I've heard other writers talk about projects that refused to go in the direction they intended/wanted, and obviously I've had ideas morph from one thing to something slightly different. However, I never really thought I'd become a victim of this particular phenomenon since I'm a dyed-in-the-wool "pantser." I have never outlined anything I've written except when forced to do so in school (and even then I always wrote the paper and then back engineered the outline). I suspect it is a combination of however my brain is wired, and the fact that, to me, outlining spoils the fun. Why would I want to bother to write something when I already know what happens?
Don't get me wrong, I have written things with a vague idea of what happens, or else there was some sort of guiding principle keeping the thing on the rails. An example would be a short story cycle in which each section occurred on a day of the week and each had an overriding theme (love, loss, betrayal, hope, etc.). But sitting down to write it I had no idea what would happen within those guidelines. The first draft of anything I write is, very literally, me telling myself the story. Or more precisely, it's the characters doing stuff which I attempt to record accurately. That may sound insane to non-writers, but I have always maintained the only difference between myself and a woman in a padded cell on a Thorazine drip is that, for reasons known only to the Universe, I'm in charge of the voices in my head, while her voices are in charge of her. But when I say "in charge" I mean that in the loosest sense. The characters that meander around in my brain are fairly autonomous, and they aren't above 'arguing' with me when I want them to do something. Though it's never been this bad before.
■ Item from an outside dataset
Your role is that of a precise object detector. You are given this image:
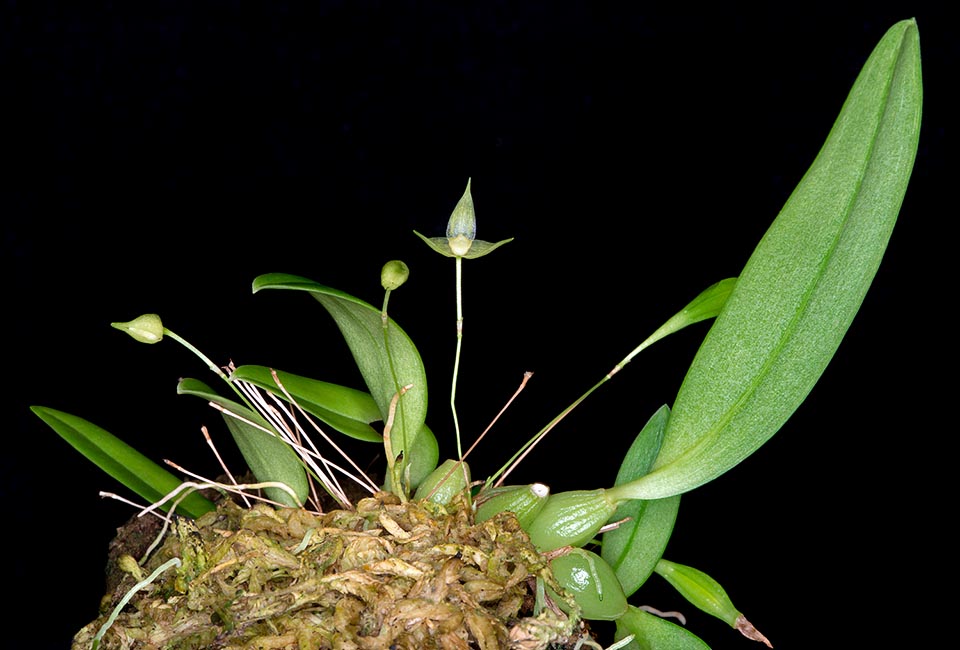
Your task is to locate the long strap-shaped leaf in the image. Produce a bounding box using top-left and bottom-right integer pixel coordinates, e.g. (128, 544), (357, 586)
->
(253, 273), (436, 488)
(616, 20), (922, 499)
A couple NaNoWriMo's ago I sat down and started writing something with only the following thoughts at the start:
What if a woman turning 40 - divorced, no kids, no family besides her cat - dead-end job that sucks the life out of her daily - having a slight midlife crisis - who has always loved crime/heist/police procedural books and shows ... decided to see if she could pull off a crime herself? And what if she did it, and it worked out? What if she liked it and left everything about her old life behind?
So that was all I started with. It was NaNoWriMo, so there was no pausing to think or time for editing, just mad fits of writing as much as I could. I decided early on that I felt like this should be a series of books, that I wanted her to become some kind of female Robin Hood, and maybe after a couple of books I'd give her a love interest, maybe. Then, with Me Too in the news constantly, she morphed in my head from Robin Hood to vigilante - she branched out from hacking banks to hacking abusive corporate scum (combining blackmail and hacking to drain them of every penny AND send them to jail).
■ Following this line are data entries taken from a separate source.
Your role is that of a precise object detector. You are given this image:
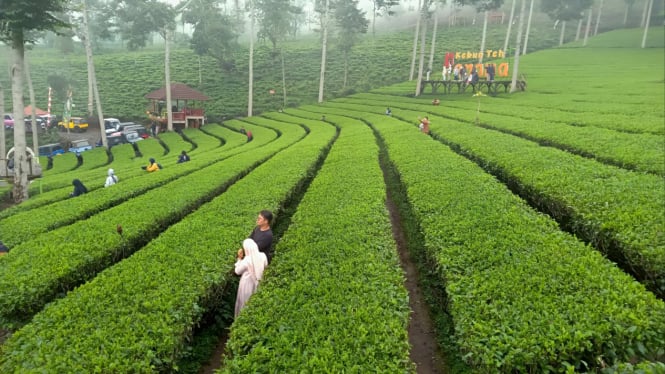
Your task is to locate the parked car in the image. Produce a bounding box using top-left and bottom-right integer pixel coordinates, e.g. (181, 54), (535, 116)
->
(122, 131), (143, 143)
(122, 125), (150, 139)
(106, 132), (127, 148)
(104, 118), (120, 135)
(58, 117), (88, 132)
(69, 139), (92, 153)
(39, 143), (65, 156)
(4, 114), (14, 129)
(118, 122), (136, 131)
(39, 114), (58, 128)
(24, 116), (46, 132)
Everything was going fine, and then she went and met a guy, fell in love, and had a baby (all in the first book!). And I know I should be all "women can do it all and have it all" - I am absolutely a feminist and every woman should make any life choice she wants. But I was really annoyed she did that. I was like, "No, you can't do that yet. This is not who you are right now. You're Robin Hood, remember? Or maybe The Equalizer. You are Wonder Woman. You are Xenia Warrior Princess, for Chirist's sake! What are you doing?!? You don't need a man, you don't have time for a kid - you're saving the world, stop being all normal and shit. I am trying to write a kick ass post-feminist-Me-Too-era-heroine and you're practically turning this into a romance novel!" Not to throw shade on romance novels. Between reading way too much Austen, Kierkegaard, Turgenev, and the Analects of Confucius as a teenager, even I was slightly addicted to Danielle Steel back in the day. But that wasn't, and isn't, what I was going for.
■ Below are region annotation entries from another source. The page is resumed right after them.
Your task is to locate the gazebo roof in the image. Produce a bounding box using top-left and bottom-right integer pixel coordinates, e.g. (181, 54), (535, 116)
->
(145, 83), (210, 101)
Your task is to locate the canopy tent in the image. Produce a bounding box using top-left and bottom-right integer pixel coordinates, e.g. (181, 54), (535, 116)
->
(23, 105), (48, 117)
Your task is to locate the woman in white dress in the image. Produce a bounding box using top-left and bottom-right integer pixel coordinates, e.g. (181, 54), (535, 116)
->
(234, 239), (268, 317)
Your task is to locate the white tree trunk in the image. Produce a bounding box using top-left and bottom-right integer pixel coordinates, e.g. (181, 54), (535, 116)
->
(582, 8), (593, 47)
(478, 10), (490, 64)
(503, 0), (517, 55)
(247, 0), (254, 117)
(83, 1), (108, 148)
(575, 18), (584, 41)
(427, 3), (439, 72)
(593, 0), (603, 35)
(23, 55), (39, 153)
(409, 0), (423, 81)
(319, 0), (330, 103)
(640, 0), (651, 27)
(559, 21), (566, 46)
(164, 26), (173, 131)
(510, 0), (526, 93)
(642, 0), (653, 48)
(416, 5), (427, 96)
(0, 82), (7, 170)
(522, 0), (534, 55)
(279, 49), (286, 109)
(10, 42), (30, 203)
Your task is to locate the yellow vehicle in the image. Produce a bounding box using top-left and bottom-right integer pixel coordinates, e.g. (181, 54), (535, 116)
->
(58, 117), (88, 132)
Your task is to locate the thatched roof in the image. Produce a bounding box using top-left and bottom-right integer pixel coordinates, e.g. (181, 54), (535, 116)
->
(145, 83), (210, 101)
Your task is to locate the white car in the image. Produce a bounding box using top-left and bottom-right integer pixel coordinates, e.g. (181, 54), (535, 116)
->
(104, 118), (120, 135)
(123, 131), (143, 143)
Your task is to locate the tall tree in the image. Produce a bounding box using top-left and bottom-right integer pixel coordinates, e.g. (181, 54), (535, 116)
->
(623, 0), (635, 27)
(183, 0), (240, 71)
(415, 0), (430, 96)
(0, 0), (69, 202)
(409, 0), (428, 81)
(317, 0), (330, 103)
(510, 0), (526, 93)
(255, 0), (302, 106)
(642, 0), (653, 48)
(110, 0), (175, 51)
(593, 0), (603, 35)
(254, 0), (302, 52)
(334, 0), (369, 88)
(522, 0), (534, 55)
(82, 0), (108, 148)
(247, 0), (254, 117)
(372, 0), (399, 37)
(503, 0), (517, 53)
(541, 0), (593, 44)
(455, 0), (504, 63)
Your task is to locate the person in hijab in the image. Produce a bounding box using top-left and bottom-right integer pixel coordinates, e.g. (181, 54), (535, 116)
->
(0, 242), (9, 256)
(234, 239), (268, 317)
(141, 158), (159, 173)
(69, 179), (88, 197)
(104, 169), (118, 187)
So, the first book of the intended series wrapped itself up nicely, and the second started writing itself with me still pissed off and vaguely resentful. I have since stopped working on the second and spent probably a year TRYING to rewrite the first book, but my MC flatly refuses. Everything I rewrite feels contrived, awkward, and bland - despite the fact I'm trying to remove the 'normalcy' from her life and put her in more extreme circumstances. She went someplace she wasn't supposed to, but the story, and the writing, are a thousand times better than my attempts at reworking it. Why has she done this to me, and what do I do with her? Do I shelve her? Do I publish her? Do I keep going and see where she goes before I decide? All I know for sure is that rewriting this is ruining it.
What do you do when your characters go completely rogue?
Do you silence them ... or do you just shut up and follow them???????
I have the sinking feeling that I need to let go of my intentions and just let her do her thing. Or maybe I'm just ready for the padded cell and the Thorazine, I've been expecting them for years now.